Корнелии не всплеснула руками и не села тут же от удивления, нет, она, верно, не поняла, не поняла этой крупной цифры.
— Мне бы хотелось показать тебе кое-что, — сказал Август и вынул бумажник. — Несколько телеграмм от моих агентов из Азии и Америки. — Но чтобы найти телеграммы, ему пришлось сначала очистить бумажник от огромной пачки денег, заполнявших оба отделения.
— Боже! это всё деньги! — вырвалось у неё.
— Ассигнация в тысячу крон, — сказал он. — Ты, может быть, никогда в жизни не видала ассигнаций в тысячу крон? Видишь, какие они большие! Прочти сама, здесь написано по-норвежски.
Вся семья сбилась в кучку возле Августа, и он показал им ассигнацию. Тысяча цифрами и тысяча буквами, тысяча с лицевой стороны и тысяча с изнанки, тысяча вверху и внизу, и во всех уголках.
— Да, вот они! — сказал он, найдя телеграммы. Они были похожи на лотерейные билеты. — Вот смотри, они падают с часа на час. Вчера, в десять часов утра цена спустилась в еврейской земле до 16512, что на деньги Пилата и Каиафы выходит немножко больше шестнадцати крон. Ты смогла бы прочесть это сама, но ничего нет удивительного в том, что ты не знаешь заграничных языков. Я мог бы выучить тебя им, Корнелия, если бы ты захотела.
— Нет, на что они мне? — спросила Корнелия.
Как глупо было с его стороны быть до того влюблённым, как только не стыдно! Когда она дотрагивалась до него рукой, сладкое чувство пронизывало Августа насквозь, и нависшие усы дрожали. Если б он увидал самого себя, он бы взял себя в руки, но здесь не было зеркала. Становилось всё хуже и хуже: он начинал выдумывать, хвастаться, выворачиваться на изнанку. Потом он улучил минутку и схватил её за руку. Побуждение у него было самое хорошее: он хотел вложить в неё крупную ассигнацию и потом закрыть её. Это была такая жалкая и узенькая рука, верно, от дурного питания пальцы возле ногтей были в трещинках.
— Что это? — спросила она, неприятно поражённая, и отдёрнула руку.
— Да, что это? — сказал и он, и ему не оставалось ничего другого, как фыркнуть.
И опять ему следовало бы взглянуть на себя: усы его дрожали, и в углах рта показалась слюна.
— Я обжёг тебе руку? — произнёс он.

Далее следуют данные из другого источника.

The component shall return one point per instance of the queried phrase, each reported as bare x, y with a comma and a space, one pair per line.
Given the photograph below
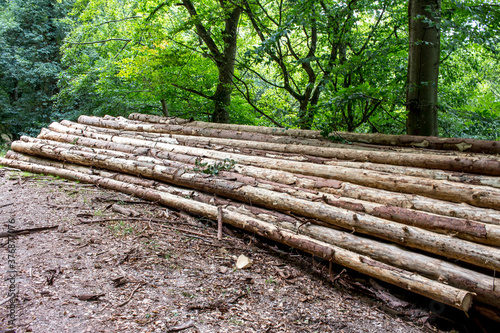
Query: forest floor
142, 275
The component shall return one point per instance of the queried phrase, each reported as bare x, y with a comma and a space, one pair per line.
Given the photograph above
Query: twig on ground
131, 295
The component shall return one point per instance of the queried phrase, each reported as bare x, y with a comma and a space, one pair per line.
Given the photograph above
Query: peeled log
233, 146
475, 195
457, 144
487, 288
480, 255
463, 164
466, 229
455, 297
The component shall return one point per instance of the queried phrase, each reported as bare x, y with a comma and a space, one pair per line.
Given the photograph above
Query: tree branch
119, 20
101, 41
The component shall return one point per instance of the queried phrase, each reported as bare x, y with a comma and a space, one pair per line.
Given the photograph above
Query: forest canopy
418, 67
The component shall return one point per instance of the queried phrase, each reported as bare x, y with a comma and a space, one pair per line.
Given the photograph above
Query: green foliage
60, 59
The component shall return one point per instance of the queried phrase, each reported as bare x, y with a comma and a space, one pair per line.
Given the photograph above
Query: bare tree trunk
182, 175
488, 166
329, 186
449, 295
257, 176
423, 67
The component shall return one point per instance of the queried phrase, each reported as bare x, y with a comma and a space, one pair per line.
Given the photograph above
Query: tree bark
488, 166
423, 67
466, 178
255, 176
182, 175
454, 144
164, 108
224, 60
480, 196
452, 296
486, 287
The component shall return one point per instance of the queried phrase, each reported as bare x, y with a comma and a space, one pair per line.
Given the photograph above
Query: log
456, 144
479, 196
462, 228
487, 288
355, 191
467, 178
487, 166
182, 175
452, 296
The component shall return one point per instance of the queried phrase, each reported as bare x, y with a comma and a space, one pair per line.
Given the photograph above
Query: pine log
487, 166
446, 294
476, 254
487, 288
457, 144
462, 228
354, 191
479, 196
201, 142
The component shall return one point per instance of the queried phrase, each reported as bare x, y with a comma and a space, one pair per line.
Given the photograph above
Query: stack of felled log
427, 220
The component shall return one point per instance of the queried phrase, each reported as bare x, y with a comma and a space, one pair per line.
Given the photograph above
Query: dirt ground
165, 271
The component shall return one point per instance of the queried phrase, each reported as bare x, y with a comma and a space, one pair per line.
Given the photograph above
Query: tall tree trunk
225, 59
423, 67
164, 107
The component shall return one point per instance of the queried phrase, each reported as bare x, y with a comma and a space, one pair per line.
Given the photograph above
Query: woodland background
327, 65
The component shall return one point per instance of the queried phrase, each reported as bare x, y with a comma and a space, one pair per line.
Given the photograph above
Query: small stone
243, 262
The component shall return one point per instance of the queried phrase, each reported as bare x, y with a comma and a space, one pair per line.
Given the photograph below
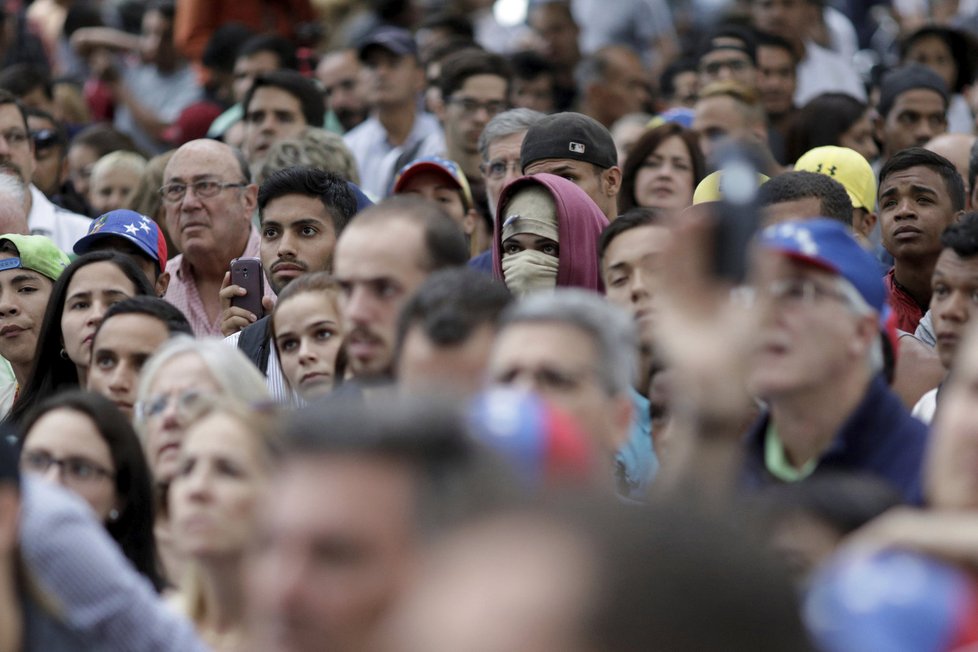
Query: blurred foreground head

Но она ничего не ответила.
— Было бы очень обидно, если б я обжёг тебя!
— Не понимаю, что вам от меня надо, — сказала она.
— И я тоже, — кратко ответил он и взял себя в руки. Он собрал деньги и лотерейные билеты и положил бумажник в карман.

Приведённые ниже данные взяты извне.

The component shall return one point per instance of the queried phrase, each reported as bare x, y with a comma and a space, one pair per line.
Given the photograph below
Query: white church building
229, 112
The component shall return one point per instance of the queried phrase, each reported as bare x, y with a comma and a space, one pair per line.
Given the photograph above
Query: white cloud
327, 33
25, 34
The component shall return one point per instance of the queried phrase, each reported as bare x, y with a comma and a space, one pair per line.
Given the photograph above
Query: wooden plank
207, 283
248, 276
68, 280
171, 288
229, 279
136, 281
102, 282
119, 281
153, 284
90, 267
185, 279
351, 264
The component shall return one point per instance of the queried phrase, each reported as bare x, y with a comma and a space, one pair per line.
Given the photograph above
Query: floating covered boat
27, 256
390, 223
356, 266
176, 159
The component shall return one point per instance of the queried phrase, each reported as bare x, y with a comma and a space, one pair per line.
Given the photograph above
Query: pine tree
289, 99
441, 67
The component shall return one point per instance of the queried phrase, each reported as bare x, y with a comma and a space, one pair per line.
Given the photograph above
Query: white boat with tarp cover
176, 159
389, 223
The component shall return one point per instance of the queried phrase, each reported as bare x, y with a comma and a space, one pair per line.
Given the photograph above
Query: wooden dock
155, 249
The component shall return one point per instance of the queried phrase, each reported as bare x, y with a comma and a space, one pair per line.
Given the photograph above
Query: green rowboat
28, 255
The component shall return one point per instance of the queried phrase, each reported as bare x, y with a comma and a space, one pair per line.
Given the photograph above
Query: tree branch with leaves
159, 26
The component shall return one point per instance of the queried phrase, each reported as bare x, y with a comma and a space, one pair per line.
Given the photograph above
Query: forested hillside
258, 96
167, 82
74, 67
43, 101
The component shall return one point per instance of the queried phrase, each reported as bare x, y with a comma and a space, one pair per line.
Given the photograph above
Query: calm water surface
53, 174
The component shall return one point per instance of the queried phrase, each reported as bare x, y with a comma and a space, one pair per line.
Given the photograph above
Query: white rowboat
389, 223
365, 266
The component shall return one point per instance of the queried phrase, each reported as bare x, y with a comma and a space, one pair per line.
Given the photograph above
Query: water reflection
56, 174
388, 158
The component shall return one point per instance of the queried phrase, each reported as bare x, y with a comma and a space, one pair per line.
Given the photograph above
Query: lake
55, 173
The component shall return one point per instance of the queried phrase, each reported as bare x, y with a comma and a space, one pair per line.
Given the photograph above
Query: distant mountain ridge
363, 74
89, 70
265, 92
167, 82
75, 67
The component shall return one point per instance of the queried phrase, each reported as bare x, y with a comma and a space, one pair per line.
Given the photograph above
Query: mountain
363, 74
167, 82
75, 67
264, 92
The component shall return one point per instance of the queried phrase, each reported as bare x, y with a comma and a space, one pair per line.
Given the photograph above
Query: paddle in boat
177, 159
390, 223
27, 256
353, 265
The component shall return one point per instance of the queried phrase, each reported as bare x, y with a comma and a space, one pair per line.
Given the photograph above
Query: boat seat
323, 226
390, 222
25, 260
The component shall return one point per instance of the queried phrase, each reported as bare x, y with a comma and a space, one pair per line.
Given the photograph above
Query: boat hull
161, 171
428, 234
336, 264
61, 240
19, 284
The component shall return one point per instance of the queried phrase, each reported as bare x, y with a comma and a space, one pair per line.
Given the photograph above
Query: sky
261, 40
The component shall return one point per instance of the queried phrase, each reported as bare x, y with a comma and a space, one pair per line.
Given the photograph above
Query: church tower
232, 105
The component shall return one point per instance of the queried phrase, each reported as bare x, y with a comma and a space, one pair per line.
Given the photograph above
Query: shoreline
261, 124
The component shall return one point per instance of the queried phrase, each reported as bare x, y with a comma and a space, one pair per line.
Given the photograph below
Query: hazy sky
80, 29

Куртка у него была на блестящей шёлковой подкладке, шёлк шелестел, внутренний карман был обшит швом ёлочкой.
Но обратила ли она внимание на наряд, или подумала, что подкладка бумажная?
— Да вы никак весь сделаны из денег? — воскликнул Тобиас.
— Как это? — спросил Август. — Нет, я не сделан из денег, — этого нельзя сказать. Но если ты думаешь, что эти крохи — всё моё имущество, то ты ошибаешься. Это-то я могу сказать.
Но все его слова были ничто, пустота для Корнелии. Он мог бы произнести слово «миллион», а она бы подумала, что он говорит о песке морском из священного писания.
Корнелия ушла в спаленку.
Её брат, маленький умный Маттис, сидел в углу и возился со старой гармоникой. Август в юные годы был настоящим артистом по части гармоники, он мастерски играл песни и сам пел при этом. Но в последний раз он играл так давно, может быть, сорок лет тому назад, голос у, него пропал, и пальцы перестали сгибаться.
— Покажи-ка мне! — сказал он.
Старый музыкант и знаток потрогал слегка клавиши, прислушался к звукам и задумался. Нет, теперь его пальцы не могут носиться взад и вперёд, вверх и вниз по клавишам, как в юные годы, но он всё-таки попробует сыграть песню с медленным темпом: «Девушку из Барселоны».